Irma Goodwin besluit de patiënt een neurobioninjectie te geven, plus koortsverlagende en intraveneuze antibiotica, benzylpenicilline, in afwachting van de uitslagen van tests.
Ze verlaat de behandelkamer en loopt door de gang terwijl ze aan haar ringvinger voelt, waar haar trouwring achttien jaar heeft gezeten tot ze hem door de wc spoelde. Haar man had haar veel te lang bedrogen om hem nog te kunnen vergeven. Het doet geen pijn meer, maar het voelt nog steeds vervelend, als een grote verspilling van hun gezamenlijke toekomst. Ze vraagt zich af of ze haar dochter zal bellen, hoewel het al laat is. Na de scheiding is ze bezorgder geworden dan ooit tevoren en ze belt Mia veel te vaak.

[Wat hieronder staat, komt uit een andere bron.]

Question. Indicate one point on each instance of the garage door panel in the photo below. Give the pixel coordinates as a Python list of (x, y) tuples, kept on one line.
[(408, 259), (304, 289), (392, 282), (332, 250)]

Door de deur voor zich hoort ze de verpleegkundige aan de alarmlijn praten. Er is een ambulance in aantocht die een prio-1-oproep heeft aangenomen. Een ernstig verkeersongeluk. De verpleegkundige stelt een behandelteam met chirurg samen.
Irma Goodwin blijft staan en keert vlug terug naar de kamer waar de patiënt met onbekende identiteit ligt. De verzorgende met rode wangen helpt een verpleegkundige om een bloedende wond in zijn lies te wassen. Het lijkt erop dat de jonge man in een scherpe tak is gerend.

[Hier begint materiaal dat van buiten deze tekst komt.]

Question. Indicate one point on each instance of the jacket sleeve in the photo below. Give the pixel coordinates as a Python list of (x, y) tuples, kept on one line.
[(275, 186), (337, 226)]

Irma Goodwin gaat in de deuropening staan.
‘Jullie moeten antibiotica met macroliden geven,’ zegt ze beslist. ‘Eén gram erytromicine intraveneus.’
De verpleegkundige kijkt op.
‘Je denkt dat hij de veteranenziekte heeft?’ vraagt ze verbaasd.

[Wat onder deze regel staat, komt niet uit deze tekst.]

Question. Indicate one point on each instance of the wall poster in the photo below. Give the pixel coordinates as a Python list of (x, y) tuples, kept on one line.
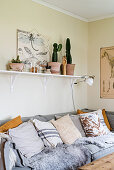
[(107, 72)]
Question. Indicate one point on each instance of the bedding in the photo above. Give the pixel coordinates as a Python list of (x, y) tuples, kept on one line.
[(92, 125), (102, 116), (67, 157), (99, 112), (26, 139), (67, 130), (47, 132), (76, 121)]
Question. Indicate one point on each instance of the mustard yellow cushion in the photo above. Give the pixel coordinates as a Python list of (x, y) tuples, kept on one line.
[(106, 119), (11, 124)]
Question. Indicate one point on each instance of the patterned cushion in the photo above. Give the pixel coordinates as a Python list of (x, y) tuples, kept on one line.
[(67, 130), (92, 125), (99, 112), (47, 132), (26, 139)]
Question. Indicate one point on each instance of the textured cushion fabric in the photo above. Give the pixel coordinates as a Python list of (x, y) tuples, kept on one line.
[(103, 113), (98, 153), (99, 112), (106, 119), (26, 139), (77, 123), (11, 124), (24, 168), (67, 130), (92, 125), (47, 132), (110, 116)]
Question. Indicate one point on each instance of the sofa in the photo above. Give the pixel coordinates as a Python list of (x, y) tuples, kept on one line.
[(96, 153)]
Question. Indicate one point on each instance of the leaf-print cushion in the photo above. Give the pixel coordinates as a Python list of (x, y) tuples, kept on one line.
[(92, 125)]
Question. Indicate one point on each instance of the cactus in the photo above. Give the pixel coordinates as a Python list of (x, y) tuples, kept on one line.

‘We moeten maar zien wat de kweek...’
Irma Goodwin zwijgt als het lichaam van de patiënt schokt. Ze richt haar blik op zijn witte gezicht en ziet hem langzaam zijn ogen opendoen.
‘Ik moet naar huis,’ zegt hij. ‘Ik heet Mikael Kohler-Frost en ik moet naar huis...’
‘Mikael Kohler-Frost,’ zegt Irma. ‘Je bevindt je in het Söder-ziekenhuis en...’
‘Ze schreeuwt de hele tijd!’
Irma verlaat de behandelkamer en gaat op een holletje naar haar eenvoudige kantoor. Ze doet de deur achter zich dicht, zet haar bril op, gaat achter de computer zitten en logt in. Ze vindt hem niet in het patiëntenregister en gaat verder naar het archief van het bevolkingsregister.
Daar vindt ze hem.
Irma Goodwin friemelt onbewust aan de lege plek aan haar ringvinger en leest nogmaals de informatie over de patiënt in de behandelkamer.
Mikael Kohler-Frost is al zeven jaar dood en ligt begraven op het Malsta-kerkhof in de gemeente Norrtälje.